Acadia Healthcare stock hits 52-week low at 20.36 USD

Published 23/06/2025, 18:00
Acadia Healthcare stock hits 52-week low at 20.36 USD

Acadia Healthcare (NASDAQ:ACHC)’s stock has reached a new 52-week low, touching $20.36, representing a stark decline from its 52-week high of $82.41. According to InvestingPro analysis, the company currently trades at just 0.63 times book value, suggesting potential undervaluation. This marks a significant downturn for the company, as its shares have experienced a sharp decline over the past year. The stock’s 1-year change stands at a substantial decrease of 70%, reflecting a challenging period for the healthcare provider. Despite the decline, InvestingPro data shows the company remains profitable with $2.04 earnings per share, though 10 analysts have recently revised their earnings expectations downward. This drop to a 52-week low underscores the ongoing pressures and market conditions affecting Acadia Healthcare, which currently maintains a market capitalization of $1.89 billion. Discover more insights with InvestingPro’s comprehensive research report, available along with additional ProTips.
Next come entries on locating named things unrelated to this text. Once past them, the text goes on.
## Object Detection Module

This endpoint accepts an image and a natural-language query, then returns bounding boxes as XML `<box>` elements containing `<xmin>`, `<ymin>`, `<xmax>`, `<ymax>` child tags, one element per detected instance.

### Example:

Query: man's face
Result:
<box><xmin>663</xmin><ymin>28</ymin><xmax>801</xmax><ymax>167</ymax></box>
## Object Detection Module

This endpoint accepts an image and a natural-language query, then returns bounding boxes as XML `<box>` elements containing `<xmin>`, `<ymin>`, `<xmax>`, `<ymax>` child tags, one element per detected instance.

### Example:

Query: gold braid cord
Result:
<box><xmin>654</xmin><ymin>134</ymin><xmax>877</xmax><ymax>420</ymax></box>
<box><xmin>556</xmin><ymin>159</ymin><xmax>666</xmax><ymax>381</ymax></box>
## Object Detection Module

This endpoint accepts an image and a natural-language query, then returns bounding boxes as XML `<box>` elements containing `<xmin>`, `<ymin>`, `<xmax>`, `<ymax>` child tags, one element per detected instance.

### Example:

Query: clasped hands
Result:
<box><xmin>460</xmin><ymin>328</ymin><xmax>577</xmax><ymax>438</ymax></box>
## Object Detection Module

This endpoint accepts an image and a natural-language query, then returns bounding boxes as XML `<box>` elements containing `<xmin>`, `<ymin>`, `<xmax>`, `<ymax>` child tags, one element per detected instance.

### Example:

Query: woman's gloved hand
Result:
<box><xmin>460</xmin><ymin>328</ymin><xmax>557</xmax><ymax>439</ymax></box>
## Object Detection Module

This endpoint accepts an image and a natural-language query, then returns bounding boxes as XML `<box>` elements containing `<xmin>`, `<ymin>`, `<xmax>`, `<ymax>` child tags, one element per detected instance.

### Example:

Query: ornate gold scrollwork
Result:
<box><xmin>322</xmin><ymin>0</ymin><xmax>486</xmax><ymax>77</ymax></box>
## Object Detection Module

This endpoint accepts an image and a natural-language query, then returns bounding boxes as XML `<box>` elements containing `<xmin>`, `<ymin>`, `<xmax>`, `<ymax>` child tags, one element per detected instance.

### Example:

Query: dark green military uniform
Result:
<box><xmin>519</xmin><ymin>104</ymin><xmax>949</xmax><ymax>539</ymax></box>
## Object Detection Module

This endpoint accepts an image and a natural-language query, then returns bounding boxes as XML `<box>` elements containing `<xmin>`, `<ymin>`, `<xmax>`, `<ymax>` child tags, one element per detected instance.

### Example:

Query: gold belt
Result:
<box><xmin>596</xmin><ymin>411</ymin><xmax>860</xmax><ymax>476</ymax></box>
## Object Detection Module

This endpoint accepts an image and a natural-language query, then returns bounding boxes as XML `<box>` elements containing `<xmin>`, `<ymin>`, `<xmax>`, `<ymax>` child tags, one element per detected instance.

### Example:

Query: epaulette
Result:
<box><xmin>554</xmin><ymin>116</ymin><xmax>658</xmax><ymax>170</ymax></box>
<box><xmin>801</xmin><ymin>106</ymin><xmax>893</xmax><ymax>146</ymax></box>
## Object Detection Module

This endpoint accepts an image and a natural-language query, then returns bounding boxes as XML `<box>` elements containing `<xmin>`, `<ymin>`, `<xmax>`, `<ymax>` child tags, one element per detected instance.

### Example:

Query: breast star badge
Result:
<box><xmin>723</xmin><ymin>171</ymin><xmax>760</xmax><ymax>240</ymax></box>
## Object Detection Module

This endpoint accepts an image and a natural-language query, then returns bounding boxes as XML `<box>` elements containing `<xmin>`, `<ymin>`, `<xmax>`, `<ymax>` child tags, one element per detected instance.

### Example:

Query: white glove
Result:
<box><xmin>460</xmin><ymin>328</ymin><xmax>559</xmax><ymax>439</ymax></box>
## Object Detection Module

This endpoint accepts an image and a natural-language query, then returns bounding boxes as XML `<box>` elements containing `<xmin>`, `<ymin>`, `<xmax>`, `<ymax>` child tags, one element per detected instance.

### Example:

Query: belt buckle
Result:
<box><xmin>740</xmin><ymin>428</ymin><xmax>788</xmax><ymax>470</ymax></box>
In other recent news, Acadia Healthcare’s first-quarter results for 2025 aligned with expectations, reporting revenue of $770.5 million and adjusted EBITDA of $134.2 million, slightly surpassing projections. Despite some unusual costs from government investigations, the company maintained its full-year guidance, projecting revenues between $3.3 billion and $3.4 billion, with adjusted EBITDA ranging from $675 million to $725 million. Raymond (NSE:RYMD) James reaffirmed a strong buy rating with a $40.00 price target, citing the company’s performance and future prospects. Meanwhile, UBS reiterated a buy rating with a $45.00 target, noting potential impacts from a delay in Tennessee’s directed payment program approval, which could affect second-quarter results. RBC Capital maintained an Outperform rating with a $43.00 target, expressing confidence in Acadia’s long-term growth strategy, particularly the development of new facilities. Cantor Fitzgerald kept a neutral rating and a $40.00 price target, highlighting the stability of Acadia’s inpatient psychiatric segment despite previous media scrutiny. The Senate’s proposal to adjust provider tax regulations could impact healthcare operators, including Acadia, but Cantor noted that the changes might be less severe than anticipated. These developments reflect ongoing strategic and financial adjustments as Acadia Healthcare navigates regulatory and operational challenges.